Statistical Article - MY TESTS DON'T AGREE!

MY TESTS DON'T AGREE!

David P. Nichols

From SPSS Keywords, Number 66, 1998

A common question asked of SPSS Statistical Support is how to interpret a set of tests that are testing the same or logically related null hypotheses, yet produce different conclusions. The prime example of this would be a situation where an omnibus F-test in an analysis of variance (ANOVA) produces a significance level (p-value) less than a critical alpha (such as .05), but follow up tests comparing levels of the factor do not produce any p-values less than alpha, or conversely, where the omnibus F-test is not significant at the given alpha level, while one or more pairwise comparisons are significant.
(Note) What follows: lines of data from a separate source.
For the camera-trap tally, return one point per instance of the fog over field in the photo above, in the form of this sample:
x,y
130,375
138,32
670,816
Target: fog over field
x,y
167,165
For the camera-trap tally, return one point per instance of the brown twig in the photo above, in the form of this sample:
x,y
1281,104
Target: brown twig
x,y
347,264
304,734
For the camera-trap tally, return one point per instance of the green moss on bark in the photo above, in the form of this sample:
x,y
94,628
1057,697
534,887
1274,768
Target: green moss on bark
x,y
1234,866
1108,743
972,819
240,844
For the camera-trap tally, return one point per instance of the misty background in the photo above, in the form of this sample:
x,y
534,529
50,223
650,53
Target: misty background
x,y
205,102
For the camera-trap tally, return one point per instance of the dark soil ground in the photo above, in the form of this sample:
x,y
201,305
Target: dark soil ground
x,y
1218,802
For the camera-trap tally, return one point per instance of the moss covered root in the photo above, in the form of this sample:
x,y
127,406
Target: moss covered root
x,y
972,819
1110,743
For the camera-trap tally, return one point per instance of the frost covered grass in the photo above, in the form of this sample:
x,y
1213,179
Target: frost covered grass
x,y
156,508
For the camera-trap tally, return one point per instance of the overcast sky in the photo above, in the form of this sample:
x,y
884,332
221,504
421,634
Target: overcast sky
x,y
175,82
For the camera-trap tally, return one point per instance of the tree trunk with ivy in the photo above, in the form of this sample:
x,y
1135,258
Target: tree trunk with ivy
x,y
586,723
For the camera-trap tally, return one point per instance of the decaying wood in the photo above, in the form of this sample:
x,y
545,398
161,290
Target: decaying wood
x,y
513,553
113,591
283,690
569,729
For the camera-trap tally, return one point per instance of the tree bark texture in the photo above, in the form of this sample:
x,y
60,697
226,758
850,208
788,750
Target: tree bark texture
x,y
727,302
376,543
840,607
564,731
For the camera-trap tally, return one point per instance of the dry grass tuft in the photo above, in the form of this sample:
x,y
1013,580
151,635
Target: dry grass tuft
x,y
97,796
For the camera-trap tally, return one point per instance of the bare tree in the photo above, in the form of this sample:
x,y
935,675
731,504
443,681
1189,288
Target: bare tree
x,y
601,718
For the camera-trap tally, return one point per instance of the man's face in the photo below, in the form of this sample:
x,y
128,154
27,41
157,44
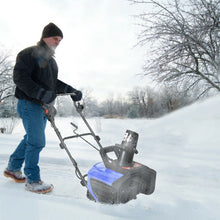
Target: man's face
x,y
52,42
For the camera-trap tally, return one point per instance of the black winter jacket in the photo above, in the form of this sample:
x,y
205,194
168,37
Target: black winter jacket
x,y
36,72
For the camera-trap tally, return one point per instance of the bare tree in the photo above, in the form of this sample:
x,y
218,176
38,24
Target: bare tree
x,y
6,82
183,40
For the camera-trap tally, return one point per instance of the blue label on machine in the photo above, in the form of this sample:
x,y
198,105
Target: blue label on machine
x,y
103,174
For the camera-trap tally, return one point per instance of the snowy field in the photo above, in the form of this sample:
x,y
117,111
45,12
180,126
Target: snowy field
x,y
183,147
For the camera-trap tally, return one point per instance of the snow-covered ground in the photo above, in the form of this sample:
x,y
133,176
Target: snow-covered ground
x,y
183,147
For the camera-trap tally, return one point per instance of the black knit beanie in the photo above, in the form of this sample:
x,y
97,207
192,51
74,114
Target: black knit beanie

For an example, consider a one way ANOVA model of a very simple form: three groups, equal sample sizes, with standard independence, normality, and homogeneity of variance assumptions met. Further, assume that our numbers have been measured without error. The null hypothesis tested by the omnibus F-test is that all three population means are equal:

μ₁ = μ₂ = μ₃.

The null hypothesis tested by a pairwise comparison of groups i and j is that these two population means are equal:

μ_i = μ_j.

The hypotheses tested by the omnibus test and pairwise comparisons are thus logically related: the omnibus null hypothesis is the intersection of all pairwise null hypotheses. That is, all population means can only be equal if any two chosen from the set are equal. However, as many readers may know, the results of significance tests using sample data frequently produce logical contradictions. How can this be?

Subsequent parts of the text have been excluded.